Turnbull and Cash have appeared together at a press conference to announce that five pieces of legislation will be rushed through parliament. All are designed to further constrain what unions are permitted to do and to undermine the social legitimacy of unions.
The mechanisms to do this are to tighten government control over welfare and training funds; blocking union mergers and even veto certain individuals from holding elected union positions; limiting the role of unions in the funding and management of industry superannuation funds. Put together they will impose the most restrictive web of restrictions of any industrialised country.
And it isn’t going to stop here.
In the haste to push on, the government is not taking note of the recent lessons of recent history. The Howard government lost in its attempt to crush the Maritime Union of Australia during the Patricks dispute. Howard became the second Prime Minister ever to lose his seat after being savaged over WorkChoices.
Both battles showed is that at the end of the day, Australians believe that the existence of unions is important and are prepared to stand up for a fair go. The Turnbull government risks being clobbered by a similar reaction.
There is a widespread sense that there is a connection between weaker unions and deteriorating work. For years, political leaders have been insisting that this is necessary to get the economy going and create new jobs. The result has been in the opposite direction. Most have experienced this, and paradoxically, this is the greatest potential strength the unions have to draw support across Australian society.
Mitigating this is that the government must know that the unions have been slow in drawing together and realising a collective strategy to strike back. The lessons of the past had taught the importance of building a union – broader community alliance, and this is not being given the level of priority that it once was.
The main error of the unions has been the readiness of many of them to comply with each new piece of legislative restriction and lock themselves into a system deliberately designed applied against them and not applied and rarely against employers employers .
When Howard introduced the ABCC to target unions in the construction industry, the whole movement condemned it as a witch hunt based on falsehoods. Most provided little practical help, because the emerging industrial relations legal system disallowed it.

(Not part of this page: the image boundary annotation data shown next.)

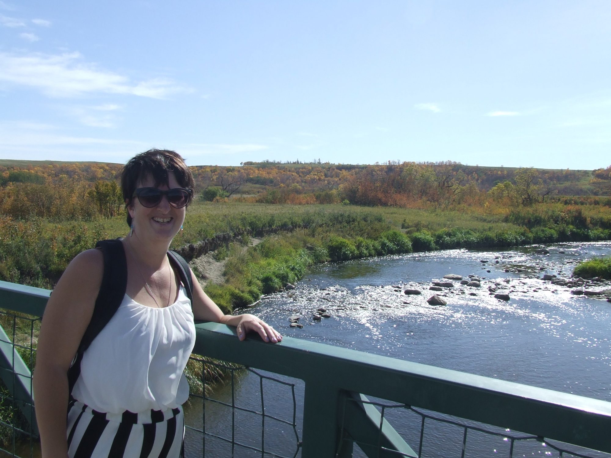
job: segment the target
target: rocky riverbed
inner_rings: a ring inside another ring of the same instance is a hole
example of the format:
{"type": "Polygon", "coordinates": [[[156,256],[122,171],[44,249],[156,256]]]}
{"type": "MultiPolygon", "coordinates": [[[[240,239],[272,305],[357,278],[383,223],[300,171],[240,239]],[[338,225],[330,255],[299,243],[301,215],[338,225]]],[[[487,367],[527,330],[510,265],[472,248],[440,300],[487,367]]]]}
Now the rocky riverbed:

There are many within the movement, who have been battling to get out of the trap and find ways to build a collective response. If they can’t manage to achieve this before the big crunch, the unions are in serious trouble.
But neither they cannot be written off easily. Unions came into existence because they were necessary. The emerging landscape is once again bringing their necessity into bold relief and the unions may still find their collective voice to do what they must do to turn aside the assault.
In doing this, they will come up with having to decide on whether they will continue to comply with bad and unfair laws.